In an initial query into the incident the captain told military investigators that he did not intend to shoot the girl yet had to do so when Palestinian gunmen opened fire in his direction from empty houses in Rafah. Former IDF Chief of Staff Moshe Yaalon accepted the captain's version of events and reinstated him to military duty.
In November 2004, the military prosecution decided to press charges against the suspect and accused him of improperly using his weapon.
The captain maintained his innocence, charging that he never performed a “confirmed kill” and accused his soldiers of deliberately wanting to hurt him for his stubborn attitude on duty.
In February 2005, a main witness decided to withdraw his initial testimony against the suspect, accusing soldiers in the base of providing false testimonies to harm the captain, whose strictness they disliked.
Unable to reach a conclusive verdict, a team of military judges visited the scene of the incident under heavy security and listened to the suspect's version of events.

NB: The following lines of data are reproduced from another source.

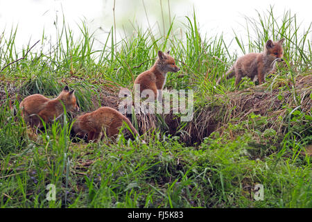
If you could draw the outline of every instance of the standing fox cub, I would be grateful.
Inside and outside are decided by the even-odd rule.
[[[268,40],[266,43],[264,51],[261,53],[249,53],[239,58],[233,67],[223,76],[227,79],[235,76],[235,85],[240,83],[241,78],[245,76],[252,80],[259,80],[259,84],[265,83],[266,75],[274,71],[275,62],[282,62],[283,42],[284,38],[278,42]],[[217,84],[221,82],[221,78]]]
[[[84,137],[87,133],[87,141],[99,139],[102,132],[105,132],[108,137],[116,138],[124,122],[128,124],[135,136],[139,135],[127,117],[110,107],[102,107],[77,117],[72,129],[80,136]]]
[[[69,92],[68,86],[65,86],[60,95],[54,99],[49,99],[41,94],[27,96],[19,104],[21,115],[25,121],[30,123],[31,126],[35,126],[40,128],[42,127],[40,118],[47,123],[64,113],[62,104],[67,111],[79,110],[73,95],[75,89]]]
[[[180,68],[175,65],[175,60],[169,55],[169,51],[164,53],[158,51],[158,59],[148,71],[142,72],[135,80],[139,84],[140,94],[144,89],[150,89],[154,93],[154,99],[162,99],[161,92],[166,83],[166,74],[168,71],[177,72]],[[159,90],[159,91],[158,91]],[[159,94],[157,94],[159,92]]]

A review of a video tape recorded by the army on October 5, 2004, showed a suspicious figure in the area as the girl approached the base.
This missing link supports the captain's testimony that he feared the girl was sent by terrorists to draw IDF soldiers out of the base and carry out a shooting attack.
Tuesday's ruling will bring to an end a legal inquiry that lasted a year and drew unprecedented media attention and speculations. “We are optimistic and the captain is confident of his innocence,” a lawyer representing him told Ynet.
Estimates are that even if he is acquitted, the case will not end as the prosecution is planning to file an appeal.